I have the following dataframe for business days
In [23]: d = pd.DataFrame({'date' : ['20070105', '20070105', '20070106', '20070106', '20070106', '20070109'], 's' : [1, 2, 1,2,3,1], 'i': ['a', 'b', 'a', 'b', 'c', 'a']})
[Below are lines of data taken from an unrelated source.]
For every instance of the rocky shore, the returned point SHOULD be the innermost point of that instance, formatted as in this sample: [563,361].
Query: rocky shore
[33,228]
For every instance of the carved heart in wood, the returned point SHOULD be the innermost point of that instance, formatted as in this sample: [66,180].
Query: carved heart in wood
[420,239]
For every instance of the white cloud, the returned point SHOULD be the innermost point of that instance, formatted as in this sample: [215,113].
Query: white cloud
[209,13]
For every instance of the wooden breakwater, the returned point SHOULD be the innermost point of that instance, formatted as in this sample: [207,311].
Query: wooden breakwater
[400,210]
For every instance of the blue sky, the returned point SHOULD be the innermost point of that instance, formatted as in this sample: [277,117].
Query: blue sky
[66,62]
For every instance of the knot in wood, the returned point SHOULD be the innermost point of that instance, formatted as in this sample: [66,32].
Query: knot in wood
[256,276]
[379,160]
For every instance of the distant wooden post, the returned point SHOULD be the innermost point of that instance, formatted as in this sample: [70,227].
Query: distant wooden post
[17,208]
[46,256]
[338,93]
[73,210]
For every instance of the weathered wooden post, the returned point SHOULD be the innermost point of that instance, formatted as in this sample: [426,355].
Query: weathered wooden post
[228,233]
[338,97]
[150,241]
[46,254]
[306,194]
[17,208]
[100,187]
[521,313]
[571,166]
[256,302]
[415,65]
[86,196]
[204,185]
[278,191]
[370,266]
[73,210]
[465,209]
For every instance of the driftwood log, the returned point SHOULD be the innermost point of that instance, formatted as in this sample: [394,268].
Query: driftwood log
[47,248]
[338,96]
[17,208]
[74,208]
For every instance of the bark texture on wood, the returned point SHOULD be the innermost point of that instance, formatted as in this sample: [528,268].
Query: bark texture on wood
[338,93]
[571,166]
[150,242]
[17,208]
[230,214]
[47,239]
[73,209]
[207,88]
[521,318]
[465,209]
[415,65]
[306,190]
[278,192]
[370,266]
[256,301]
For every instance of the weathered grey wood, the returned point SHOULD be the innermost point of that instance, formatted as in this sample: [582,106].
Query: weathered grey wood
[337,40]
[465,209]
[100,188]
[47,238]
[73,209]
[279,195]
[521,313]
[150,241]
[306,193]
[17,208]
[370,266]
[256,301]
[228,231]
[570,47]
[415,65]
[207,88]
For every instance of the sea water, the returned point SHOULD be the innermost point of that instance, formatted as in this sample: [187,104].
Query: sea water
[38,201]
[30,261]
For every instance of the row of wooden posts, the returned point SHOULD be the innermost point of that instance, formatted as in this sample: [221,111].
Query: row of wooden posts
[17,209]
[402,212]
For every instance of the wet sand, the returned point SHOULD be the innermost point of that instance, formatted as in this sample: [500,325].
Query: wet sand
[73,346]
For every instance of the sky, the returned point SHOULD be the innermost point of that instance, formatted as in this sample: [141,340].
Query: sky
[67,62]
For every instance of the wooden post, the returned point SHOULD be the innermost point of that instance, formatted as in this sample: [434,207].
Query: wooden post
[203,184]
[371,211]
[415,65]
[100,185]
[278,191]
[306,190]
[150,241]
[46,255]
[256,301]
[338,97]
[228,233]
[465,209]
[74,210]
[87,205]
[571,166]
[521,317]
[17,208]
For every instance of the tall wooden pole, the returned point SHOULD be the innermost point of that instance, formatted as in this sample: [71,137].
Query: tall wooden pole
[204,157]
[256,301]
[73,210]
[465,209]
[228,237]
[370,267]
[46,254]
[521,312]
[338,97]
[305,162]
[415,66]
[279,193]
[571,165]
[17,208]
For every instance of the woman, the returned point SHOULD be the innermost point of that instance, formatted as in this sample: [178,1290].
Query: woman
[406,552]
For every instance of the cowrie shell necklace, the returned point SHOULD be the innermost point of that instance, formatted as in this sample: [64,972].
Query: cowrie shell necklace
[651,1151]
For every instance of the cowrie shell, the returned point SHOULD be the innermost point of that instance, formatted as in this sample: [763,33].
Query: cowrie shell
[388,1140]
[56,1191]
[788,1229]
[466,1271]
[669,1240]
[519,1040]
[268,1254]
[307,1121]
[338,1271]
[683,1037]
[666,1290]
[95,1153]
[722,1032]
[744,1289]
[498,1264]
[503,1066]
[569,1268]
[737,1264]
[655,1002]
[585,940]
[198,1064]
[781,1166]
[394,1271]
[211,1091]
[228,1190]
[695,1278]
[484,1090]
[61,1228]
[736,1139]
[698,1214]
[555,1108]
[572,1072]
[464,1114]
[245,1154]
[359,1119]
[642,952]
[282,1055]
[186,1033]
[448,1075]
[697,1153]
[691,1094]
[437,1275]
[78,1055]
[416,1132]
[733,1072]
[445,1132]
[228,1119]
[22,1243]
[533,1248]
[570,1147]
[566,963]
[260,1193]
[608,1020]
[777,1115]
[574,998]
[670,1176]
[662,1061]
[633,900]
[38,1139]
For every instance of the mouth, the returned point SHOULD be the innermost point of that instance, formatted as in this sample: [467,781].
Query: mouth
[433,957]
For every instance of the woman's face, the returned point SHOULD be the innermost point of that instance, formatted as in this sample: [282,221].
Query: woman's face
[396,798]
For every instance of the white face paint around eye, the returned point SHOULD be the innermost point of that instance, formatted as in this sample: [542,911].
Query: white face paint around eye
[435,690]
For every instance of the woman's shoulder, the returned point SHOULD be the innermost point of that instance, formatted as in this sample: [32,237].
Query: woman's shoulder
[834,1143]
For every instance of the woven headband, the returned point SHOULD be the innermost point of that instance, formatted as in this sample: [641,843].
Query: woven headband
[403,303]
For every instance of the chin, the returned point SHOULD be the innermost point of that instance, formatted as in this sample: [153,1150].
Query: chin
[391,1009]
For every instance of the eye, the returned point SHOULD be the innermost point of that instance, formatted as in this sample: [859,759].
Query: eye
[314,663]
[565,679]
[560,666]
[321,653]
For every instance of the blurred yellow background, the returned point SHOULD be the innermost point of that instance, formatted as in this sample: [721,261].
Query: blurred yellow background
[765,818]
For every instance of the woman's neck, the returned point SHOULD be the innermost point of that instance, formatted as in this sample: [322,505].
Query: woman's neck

In [26]: d['date'] = pd.to_datetime(d['date'], format='%Y%m%d')
In [27]: d
Out[27]:
date i s
0 2007-01-05 a 1
1 2007-01-05 b 2
2 2007-01-06 a 1
3 2007-01-06 b 2
4 2007-01-06 c 3
5 2007-01-09 a 1
I want to fill in the data for missing dates (according to 'alldays' calendar) and the output should be as follows. Basically 20070107 and 20070108 were missing and its data was copied from 20070106.
Out[31]:
date i s
0 2007-01-05 a 1
1 2007-01-05 b 2
2 2007-01-06 a 1
3 2007-01-06 b 2
4 2007-01-06 c 3
5 2007-01-07 a 1
6 2007-01-07 b 2
7 2007-01-07 c 3
8 2007-01-08 a 1
9 2007-01-08 b 2
10 2007-01-08 c 3
11 2007-01-09 a 1
What is the best way to do this in pandas?